Buies parlera avec effusion, dans le même livre, des rives de la baie de James et des abords de la mer d'Hudson qu'il décrit comme propres à la colonisation et qu'il faut se hâter d'occuper. D'autres auteurs partageaient, comme nous venons de le voir, le même engouement pour un Nord québécois plus nordique que ses limites allouées en 1867, dépassant donc la ligne de partage des eaux qui, au nord des Laurentides, semblait être une borne suffisante à l'expansion canadienne-française. Nous retrouvons dans cette marche idéaliste vers le Nord, un peu l'équivalent des conceptions américaines dans leur progression vers l'Ouest, où, aux Appalaches considérées comme barrière infranchissable, succèda une image répulsive des Plaines perçues comme un désert inapte à l'agriculture.

La troisième classe, soit le Nord de Montréal, regroupe le plus grand nombre sinon les plus connus des constructeurs du mythe. Testard de Montigny (Le Nord, 1886), G.-A. Nantel (Au Nord, 1883 et Notre Nord-Ouest provincial, 1887) Joseph Tassé (La vallée de l'Outaouais, 1873) sont ceux dont les ouvrages ont été les plus lus. Le plus connu demeure celui de Montigny qui en fit une réédition, plus substantielle, avec un nouveau titre explicitant son orientation nordiste La colonisation-Le Nord de Montréal ou la région Labelle (1895). Quelques divergences mineures dans les limites de ce Nord ou plutôt Nord-Ouest de Montréal séparent les tenants. Ils s'entendent néanmoins pour placer la vallée de l'Outaouais comme l'épine dorsale de cette région. En effet, les rivières principales, voix de pénétration aux vallées fertiles, s'y jettent toutes. Autrement dit, le Nord de Montréal c'est le bassin hydrographique de la rivière des Outaouais, le « chemin qui marche » vers les Pays d'en Haut.

G.-Alphonse Nantel, rédacteur depuis 1880 du journal Le Nord (publié à Saint-Jérôme), trace un portrait géographique de ce qu'il entend par le Nord :

« Cette région comprend le milieu des vallées de la Gatineau, de la Lièvre et de la Rouge, dont les eaux s'écoulent dans, l'Ottawa, avec, en plus, la partie supérieur du bassin de la Mattawa qui se jette dans le Saint-Maurice. Voici, à près les limites de ce vaste territoire : à l'ouest, la Gatineau ; à l'est, le comté de Berthier ; au sud, les cantons déjà colonisés, au nord, une ligne passant par les lacs Tapanes et
Piscatosin ».

Dans les cantons du nord...

« Là, en effet, se trouve un pays assez grand pour qu'on y place une province entière, assez riche pour faire vivre un million d'habitants. En avant donc vers le nord ! ».

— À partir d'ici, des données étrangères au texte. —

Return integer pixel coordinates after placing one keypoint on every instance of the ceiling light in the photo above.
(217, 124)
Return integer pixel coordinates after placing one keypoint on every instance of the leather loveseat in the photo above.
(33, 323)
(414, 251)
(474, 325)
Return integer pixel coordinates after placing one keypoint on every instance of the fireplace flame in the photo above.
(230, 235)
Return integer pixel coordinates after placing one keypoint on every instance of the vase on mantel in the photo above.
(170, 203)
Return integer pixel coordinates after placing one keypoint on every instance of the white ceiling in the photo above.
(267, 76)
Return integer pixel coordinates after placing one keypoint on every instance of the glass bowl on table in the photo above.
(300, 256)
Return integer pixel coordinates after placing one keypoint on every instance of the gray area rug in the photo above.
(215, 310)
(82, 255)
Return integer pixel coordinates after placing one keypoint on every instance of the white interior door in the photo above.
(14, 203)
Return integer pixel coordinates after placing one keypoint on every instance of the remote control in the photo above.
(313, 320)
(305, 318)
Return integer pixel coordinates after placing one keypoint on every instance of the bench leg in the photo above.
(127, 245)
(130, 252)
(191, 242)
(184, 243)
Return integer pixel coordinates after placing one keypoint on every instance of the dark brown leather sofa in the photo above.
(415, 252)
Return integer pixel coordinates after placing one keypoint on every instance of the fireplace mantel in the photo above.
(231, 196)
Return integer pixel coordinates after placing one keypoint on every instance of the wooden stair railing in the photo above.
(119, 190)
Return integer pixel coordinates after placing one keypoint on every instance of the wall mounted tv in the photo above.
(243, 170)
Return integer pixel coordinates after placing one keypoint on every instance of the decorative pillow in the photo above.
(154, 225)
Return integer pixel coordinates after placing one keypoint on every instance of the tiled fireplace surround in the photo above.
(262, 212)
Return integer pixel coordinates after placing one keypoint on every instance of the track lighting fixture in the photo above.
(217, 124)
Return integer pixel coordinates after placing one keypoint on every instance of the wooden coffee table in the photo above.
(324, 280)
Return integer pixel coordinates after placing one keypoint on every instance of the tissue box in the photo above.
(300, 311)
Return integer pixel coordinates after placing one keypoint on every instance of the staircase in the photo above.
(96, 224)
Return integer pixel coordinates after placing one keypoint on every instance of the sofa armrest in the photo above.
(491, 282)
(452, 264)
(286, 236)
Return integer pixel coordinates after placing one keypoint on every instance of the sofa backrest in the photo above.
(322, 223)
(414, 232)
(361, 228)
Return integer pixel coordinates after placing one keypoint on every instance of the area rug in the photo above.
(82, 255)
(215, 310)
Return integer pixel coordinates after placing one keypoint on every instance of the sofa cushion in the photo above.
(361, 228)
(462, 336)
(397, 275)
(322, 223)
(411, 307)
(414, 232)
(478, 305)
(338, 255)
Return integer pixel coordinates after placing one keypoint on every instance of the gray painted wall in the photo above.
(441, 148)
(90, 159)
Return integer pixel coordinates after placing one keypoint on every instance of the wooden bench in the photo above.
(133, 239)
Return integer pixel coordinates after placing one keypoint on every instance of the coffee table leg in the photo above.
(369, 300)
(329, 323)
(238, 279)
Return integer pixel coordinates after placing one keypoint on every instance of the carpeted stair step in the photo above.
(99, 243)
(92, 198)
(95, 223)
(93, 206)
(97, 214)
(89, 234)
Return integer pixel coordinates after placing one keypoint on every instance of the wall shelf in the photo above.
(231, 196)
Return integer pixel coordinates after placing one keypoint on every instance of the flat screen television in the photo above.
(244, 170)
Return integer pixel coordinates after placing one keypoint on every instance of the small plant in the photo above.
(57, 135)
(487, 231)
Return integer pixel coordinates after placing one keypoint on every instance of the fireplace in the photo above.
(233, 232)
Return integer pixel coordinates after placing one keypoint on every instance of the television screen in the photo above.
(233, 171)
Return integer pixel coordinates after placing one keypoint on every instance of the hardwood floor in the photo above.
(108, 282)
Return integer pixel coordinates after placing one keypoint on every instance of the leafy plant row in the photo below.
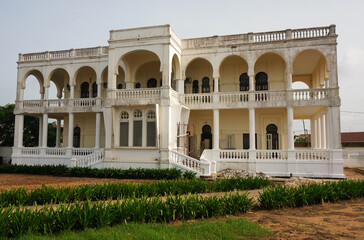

Charles Tupper, ministre des Chemins de fer sous le gouvernement MacDonald, prend parti, à la même époque pour ce que nombre de nordistes appelaient les Cantons du Nord, qui recouvrent à peu près le bassin québécois de l'Outaouais.

« Il y a là, dans les Cantons du Nord, un vaste territoire dont on peut faire avant longtemps une province tout aussi grande que celle de Québec et dont le sol est très fertile... On sait que nos concitoyens d'origine française ne se sentent pas attirés vers le Nord-Ouest autant que les habitants de l'Ontario et des autres provinces. Soit qu'ils n'aiment pas à s'éloigner, soit pour quelque autre raison, les gens de la vieille province de Québec préfèrent rester chez eux, ou, lorsqu'ils s'éloignent, c'est pour aller à une plus courte distance, de l'autre côté de la frontière, aux État-Unis... On comprend donc combien il est important pour nous d'ouvrir à de nouveaux colons ce vaste territoire du nord de la vallée de l'Ottawa... ».

Le curé Labelle passera sans cesse, au gré de l'inspiration et peut-être selon les interlocuteurs, d'un Nord à l'autre, c'est-à-dire du Nord de Saint-Jérôme, que justement on a appelé la région Labelle (le nom du comté à consacré le souvenir du prélat), au Nord canadien en entier. Nous avons cité plus haut une référence pan-canadienne ; l'abbé Proulx rappelle que Labelle visait aussi et peut-être surtout un Nord plus proche de l'aire culturelle laurentienne.

« M. Labelle est convaincu, et quand on l'écoute on partage vite son opinion, que la vallée d'Ottawa est appelée, comme celle du Saint-Laurent, à être un noyau de la population canadienne. Maîtres de cette partie du pays aussi vaste qu'un empire, il veut que là nous fondions une province aussi grande, aussi riche que celle de Québec, à elle en tout semblable, par les idées, les sentiments, la langue, les moeurs, et la religion ».